As the executive director of the Chicago area membership organization made up of domestic violence service agencies, I would like to offer a counterpoint to the antiquated one provided by Supt. McCarthy. Our member organizations have spent more than 30 years working with the community, policy makers and alongside law enforcement officers to shift the responsibility of domestic violence off the victim and onto the perpetrator. We encourage those suffering through domestic violence to reach out for help, without the repercussion of shame or embarrassment. As a society, we have seen more and more people believe that domestic violence should move from behind closed doors. It is a crime where those experiencing the violence are the ones that are the true victims.

The superintendent’s remarks foster a culture of victim-blaming that permeates the ranks of the Chicago Police Department and impacts the way in which beat officers respond to domestic violence calls. We all have a role in ending, not perpetuating, domestic violence. It is time that Supt. McCarthy finds his.

Dawn Dalton

Executive Director

Chicago Metropolitan Battered Women’s Network

No cuts to Social Security

Social Security, Medicare and Medicaid help create prosperity and should be strengthened, not cut. I have worked and paid taxes since I was 16. I’ve been paid less than a man for every job I ever worked. I am now 72 and I’m being told I didn’t work enough. Now in Washington, a new way of calculating the consumer price index for Social Security is threatening my benefit.
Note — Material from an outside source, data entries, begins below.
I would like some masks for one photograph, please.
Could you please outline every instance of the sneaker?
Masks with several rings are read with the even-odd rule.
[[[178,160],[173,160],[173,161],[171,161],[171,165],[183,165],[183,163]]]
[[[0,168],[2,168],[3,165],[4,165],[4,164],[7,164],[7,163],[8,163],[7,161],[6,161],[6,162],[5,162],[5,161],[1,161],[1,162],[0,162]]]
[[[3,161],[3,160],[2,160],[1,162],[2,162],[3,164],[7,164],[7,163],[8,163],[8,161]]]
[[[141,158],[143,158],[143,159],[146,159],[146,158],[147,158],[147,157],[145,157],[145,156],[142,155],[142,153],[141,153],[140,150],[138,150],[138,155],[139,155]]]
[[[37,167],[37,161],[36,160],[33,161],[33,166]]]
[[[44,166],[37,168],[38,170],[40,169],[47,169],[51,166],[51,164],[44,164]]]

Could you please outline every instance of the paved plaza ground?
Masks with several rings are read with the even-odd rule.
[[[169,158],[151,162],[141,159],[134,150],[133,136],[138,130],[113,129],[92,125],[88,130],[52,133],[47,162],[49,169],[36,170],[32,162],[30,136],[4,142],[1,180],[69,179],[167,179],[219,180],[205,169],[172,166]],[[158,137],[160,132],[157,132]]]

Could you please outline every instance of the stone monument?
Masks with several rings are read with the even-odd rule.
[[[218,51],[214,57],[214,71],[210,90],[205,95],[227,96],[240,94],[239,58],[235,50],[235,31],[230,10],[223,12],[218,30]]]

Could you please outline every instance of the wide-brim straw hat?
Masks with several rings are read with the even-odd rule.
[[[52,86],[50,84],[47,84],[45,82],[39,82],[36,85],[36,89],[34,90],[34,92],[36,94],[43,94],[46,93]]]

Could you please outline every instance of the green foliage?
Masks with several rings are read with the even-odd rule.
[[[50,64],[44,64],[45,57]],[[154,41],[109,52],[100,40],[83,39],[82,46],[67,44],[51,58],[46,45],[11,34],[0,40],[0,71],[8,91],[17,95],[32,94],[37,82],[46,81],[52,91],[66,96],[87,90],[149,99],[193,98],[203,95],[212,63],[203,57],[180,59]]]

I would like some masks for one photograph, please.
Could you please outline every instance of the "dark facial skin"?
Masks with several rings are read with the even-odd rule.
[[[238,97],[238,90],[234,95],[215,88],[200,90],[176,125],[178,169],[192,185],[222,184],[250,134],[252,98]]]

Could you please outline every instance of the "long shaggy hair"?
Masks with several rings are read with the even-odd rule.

Senators Dick Durbin and Mark Kirk must take a stand against any sort of “grand bargain” that would cut essential programs. The focus should be on investment. Austerity is dead. We have heard their true intentions — to slash Social Security while lowering corporate taxes — have been laid bare. We need prosperity, not austerity.

Carolynn Ediger,


Sidetracked by snooping

The government can register every phone call I make but it can’t register gun owners? Politicians should re-examine their priorities.

Mary Kaye, Uptown

Spending doesn’t make kids smarter

Your editorial on spending more for education ignores a few salient facts and a long line of experience.
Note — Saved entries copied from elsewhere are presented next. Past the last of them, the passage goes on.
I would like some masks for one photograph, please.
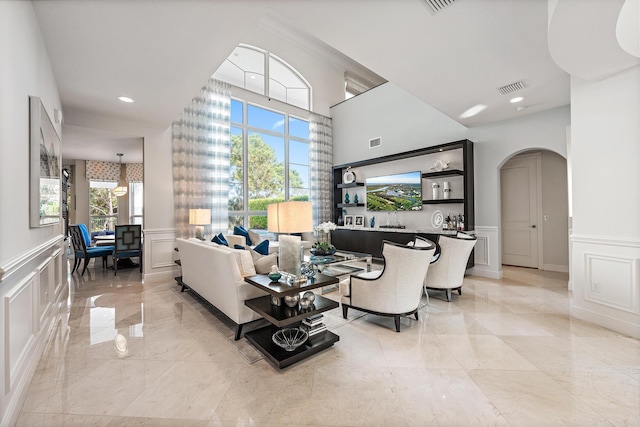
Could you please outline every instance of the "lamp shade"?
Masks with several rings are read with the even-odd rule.
[[[189,209],[189,224],[211,224],[211,209]]]
[[[267,229],[272,233],[313,231],[311,202],[282,202],[267,206]]]
[[[127,187],[125,185],[118,185],[113,189],[113,194],[116,197],[122,197],[127,194]]]

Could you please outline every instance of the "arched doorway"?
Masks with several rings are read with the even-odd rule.
[[[567,161],[528,150],[500,168],[502,264],[567,273]]]

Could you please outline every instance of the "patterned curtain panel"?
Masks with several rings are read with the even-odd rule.
[[[127,163],[126,167],[127,182],[144,182],[142,163]]]
[[[331,119],[309,113],[309,163],[313,223],[331,221],[333,138]]]
[[[189,209],[211,209],[205,234],[229,224],[230,85],[209,79],[172,125],[176,236],[195,235]]]
[[[120,163],[87,160],[87,181],[118,182]]]

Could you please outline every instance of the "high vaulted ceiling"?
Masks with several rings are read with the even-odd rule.
[[[469,127],[569,103],[568,74],[548,48],[546,0],[458,0],[439,13],[425,0],[51,0],[34,8],[66,123],[77,127],[87,114],[169,127],[257,26],[330,52],[346,71],[391,81]],[[516,93],[498,90],[519,81]],[[316,79],[314,90],[329,84]],[[520,111],[509,102],[516,95],[525,98]],[[487,108],[460,118],[476,104]],[[140,136],[135,126],[129,132]]]

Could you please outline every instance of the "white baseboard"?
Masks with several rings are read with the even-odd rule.
[[[568,265],[542,264],[545,271],[557,271],[558,273],[569,273]]]
[[[624,322],[609,316],[605,316],[601,313],[596,313],[594,311],[575,306],[571,306],[571,316],[575,317],[576,319],[595,323],[596,325],[602,326],[603,328],[611,329],[612,331],[618,332],[620,334],[640,339],[640,325],[638,324]]]
[[[467,270],[472,276],[486,277],[487,279],[502,279],[502,269],[499,271],[482,268],[482,266],[474,266]]]
[[[167,280],[174,280],[174,278],[179,275],[180,275],[180,269],[175,268],[172,271],[159,271],[156,273],[145,273],[143,281],[144,283],[166,282]]]

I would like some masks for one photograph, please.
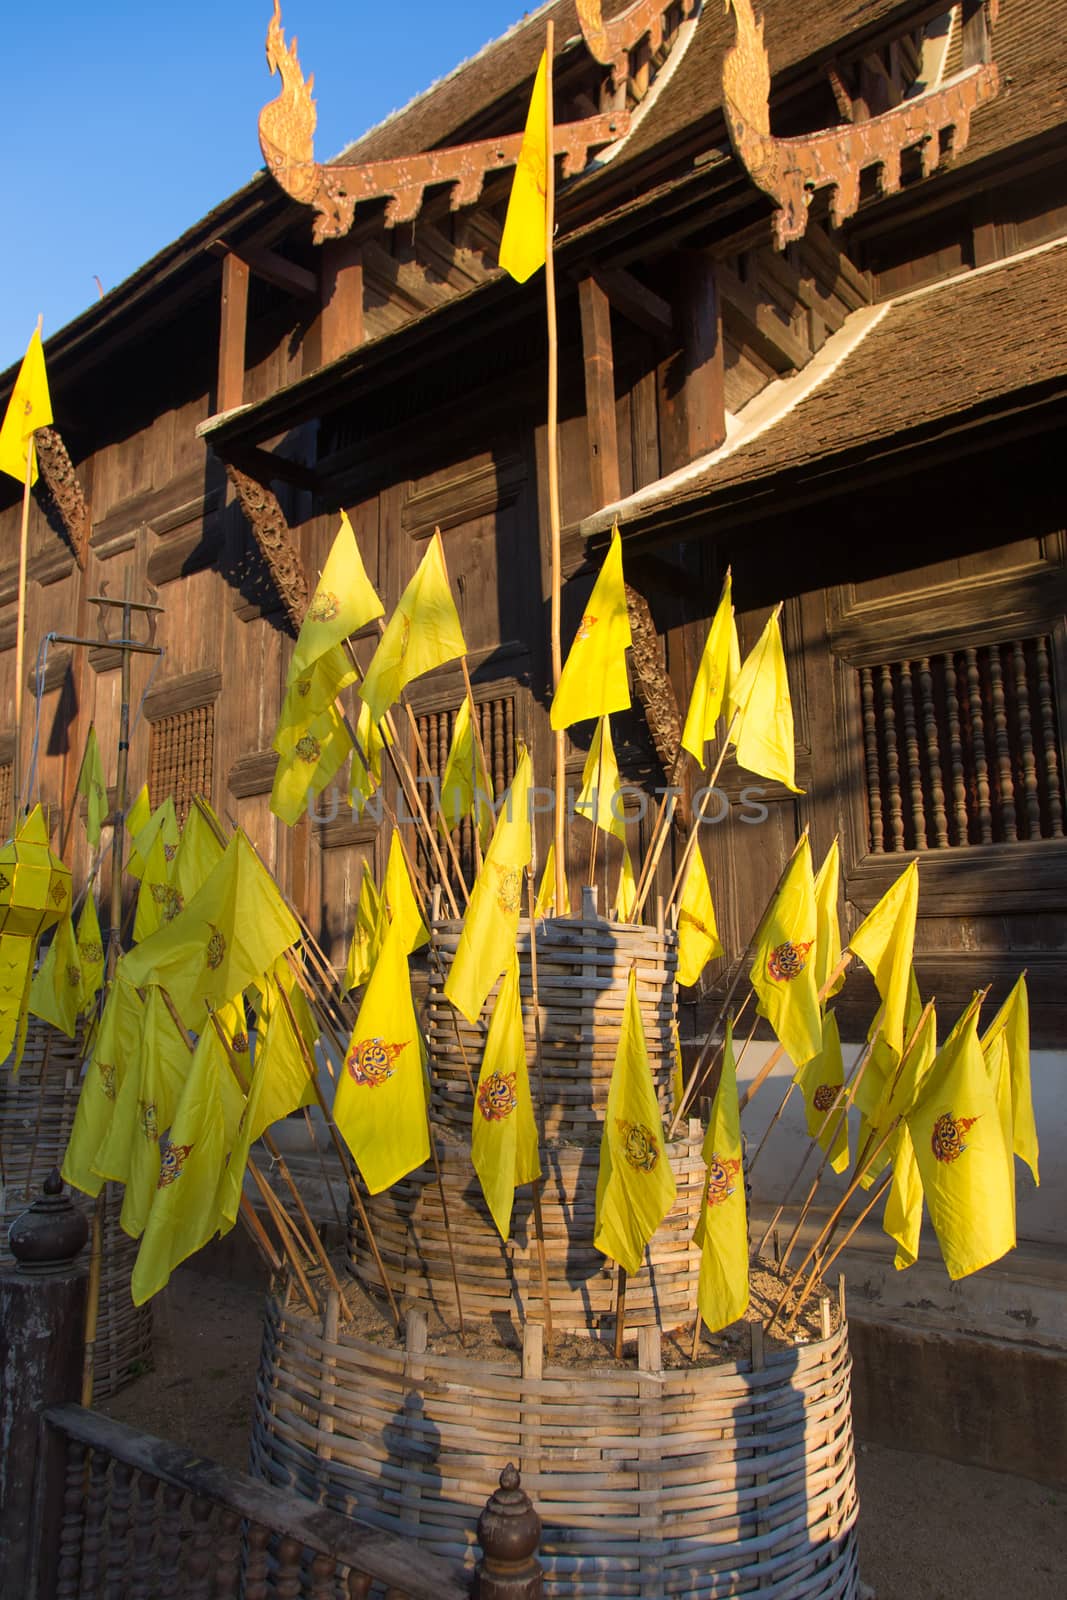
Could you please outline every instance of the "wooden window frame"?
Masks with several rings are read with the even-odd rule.
[[[155,728],[160,722],[165,722],[170,717],[182,716],[190,711],[199,711],[204,707],[214,707],[222,690],[222,674],[211,669],[200,672],[189,672],[183,677],[173,678],[169,683],[163,683],[158,689],[153,689],[146,696],[144,703],[144,717],[149,724],[149,755],[148,769],[151,776],[152,769],[152,741],[155,738]],[[216,757],[218,753],[218,729],[212,718],[211,727],[211,784],[214,789],[218,780]],[[162,796],[153,796],[156,804]],[[210,803],[212,795],[204,798]]]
We often hear this argument that a good education prevents crime and welfaring. Of course, that is true. But the problem is that many of the people employing this argument equate “good education” with “expensive education,” and research resoundingly demonstrates that, in education, the two are hardly linked. Last summer, for example, Harvard University researchers examined state spending and student outcomes and found no link between the two. In fact, until the recent cuts, Illinois had rapidly increased education spending in the past several decades. Has there been an accompanying reduction in welfare spending and juvenile or other delinquency? Certainly not.
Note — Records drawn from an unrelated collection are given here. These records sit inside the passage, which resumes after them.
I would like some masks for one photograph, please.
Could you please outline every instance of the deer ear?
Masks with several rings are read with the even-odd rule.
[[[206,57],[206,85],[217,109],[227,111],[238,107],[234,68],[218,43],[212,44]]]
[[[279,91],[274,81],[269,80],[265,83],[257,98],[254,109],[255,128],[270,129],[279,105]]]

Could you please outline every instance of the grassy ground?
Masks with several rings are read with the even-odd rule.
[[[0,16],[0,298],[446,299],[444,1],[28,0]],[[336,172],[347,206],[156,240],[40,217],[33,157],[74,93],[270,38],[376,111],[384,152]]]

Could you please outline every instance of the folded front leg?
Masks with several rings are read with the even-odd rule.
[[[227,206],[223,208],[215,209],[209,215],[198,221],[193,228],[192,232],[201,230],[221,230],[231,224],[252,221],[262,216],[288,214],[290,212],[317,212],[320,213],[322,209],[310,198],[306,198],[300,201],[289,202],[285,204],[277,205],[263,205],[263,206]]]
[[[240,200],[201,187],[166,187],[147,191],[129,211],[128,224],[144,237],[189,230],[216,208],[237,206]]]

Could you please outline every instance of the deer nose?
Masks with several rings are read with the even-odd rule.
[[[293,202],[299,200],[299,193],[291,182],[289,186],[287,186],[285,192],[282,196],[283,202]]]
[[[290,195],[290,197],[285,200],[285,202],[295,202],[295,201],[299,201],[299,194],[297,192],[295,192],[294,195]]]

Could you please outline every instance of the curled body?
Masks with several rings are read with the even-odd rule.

Between 2010 and 2011 Illinois education spending had the biggest drop in the nation, at 7.4 percent, but still
taxpayers provide per-pupil funding above
the national average, according to the Census
Bureau. All of this to say, your sentiments sound reasonable but evidence suggests they will lead people to wasteful, unhelpful conclusions in the future.

Joy Pullmann

Education research fellow,
Heartland Institute

Outcome of pension debacle looks like higher taxes

As usual, Illinois legislators are in denial about the state pension mess. It’s as if they believe the pension fairy will drop by and solve the problems. There are no tough choices being made. Meanwhile, the state gets another financial rating downgrade and the pile of unpaid bills grows. What is needed is an overhaul of the pensions or even abolition and replacement with a 401(k), as in the private sector. School districts should pay their own pension liabilities, rather than give away the store and expect the state to pick up the tab. To fix this mess, another tax increase is on the horizon, no doubt.